Effortless: What Walking Looks Like to Someone Who Can't Walk
A few weeks ago, when I posted a link to a HealthCentral post vaguely related to the Olympics, Valeria had a quibble. I said "[w]hen you have RA and live with pain and loss of ability, watching people effortlessly push themselves to places you will never go again…". To which Valeria, who used to be a competitive swimmer, commented "there's NO effortlessly about any of it. When I was swimming, I spent between 3-5 hours a day swimming endless laps until even my ears and toes ached and a 3 day swimming meet woould leave me as limp as an athletic center towel … when I watch those athletes up on the television, i haave a fair idea of the immense effort it takes to get to that level, because I know what it took to get to a couple of levels below them ..."
As quibbles go, that's a pretty valid one. And excellent blog fodder! Thanks, Valeria – I love it when you guys make me think! Although, must you do it quite so often? My wee brain is aching…
I was 14 the last time I walked on my own steam and I did so with crutches and what felt like knives slicing through my joints at every step. Thirty years later, walking no longer makes sense to me - I have no muscle memory of the things that have to happen in your legs when you take one step after another. It's quite possible that if I magically became able to walk again by next Wednesday that it'd come back to me like riding a bike, but I honestly doubt it.
I remember reading about someone who had been blind for a long time and had an operation to get their sight back. I remember reading how terrible the consequences of the successful operation were - they had no idea what they were seeing, had no idea how to put the visual cues together to make sense to the point that they became profoundly disabled and could no longer be independent as they’d been while blind. Their brain had changed and they had to spend a long time relearning what seeing meant (unfortunately, I can't remember the end of the story).

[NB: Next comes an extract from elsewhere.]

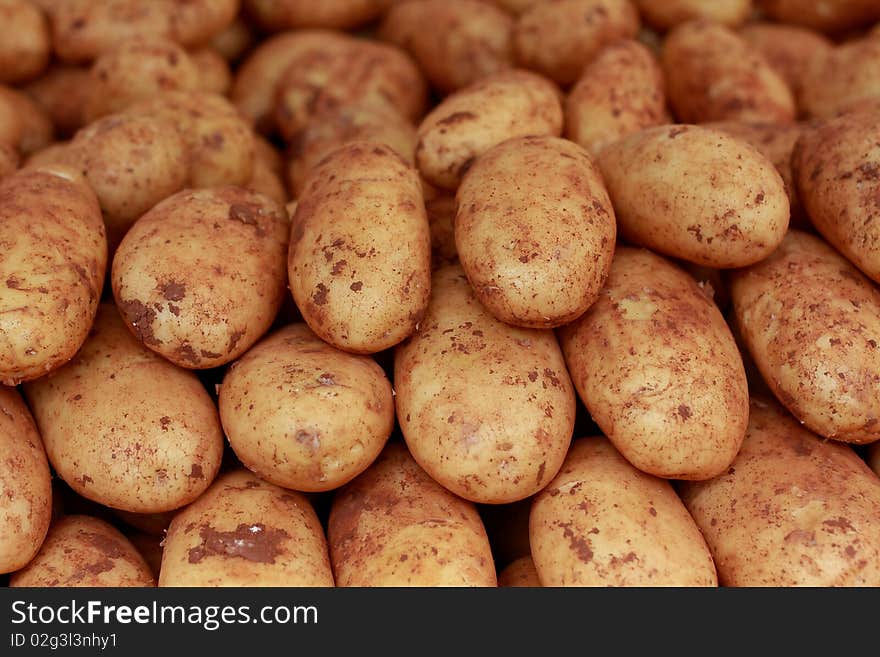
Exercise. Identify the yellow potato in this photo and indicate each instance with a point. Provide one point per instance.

And when I look at athletes or dancers moving their body with such perfect synchronicity and precision, their bodies doing exactly what they have trained it to do, I cannot comprehend the ability to do so. Not just to do so painlessly - or relatively painlessly from my point of view - but the ability to do it at all.
Because it turns out that four decades of arthritis, three of using a power wheelchair and most of those years conditioning me, almost like a bonsai plant, to smaller movements, to no strength, to can't, has impacted more than my body. It has changed my brain, changed the link between my mind and body so significantly that making your body walk, slice bacon and all the tiny movements involved in swimming, gymnastics, soccer is a concept so alien as to be unimaginable.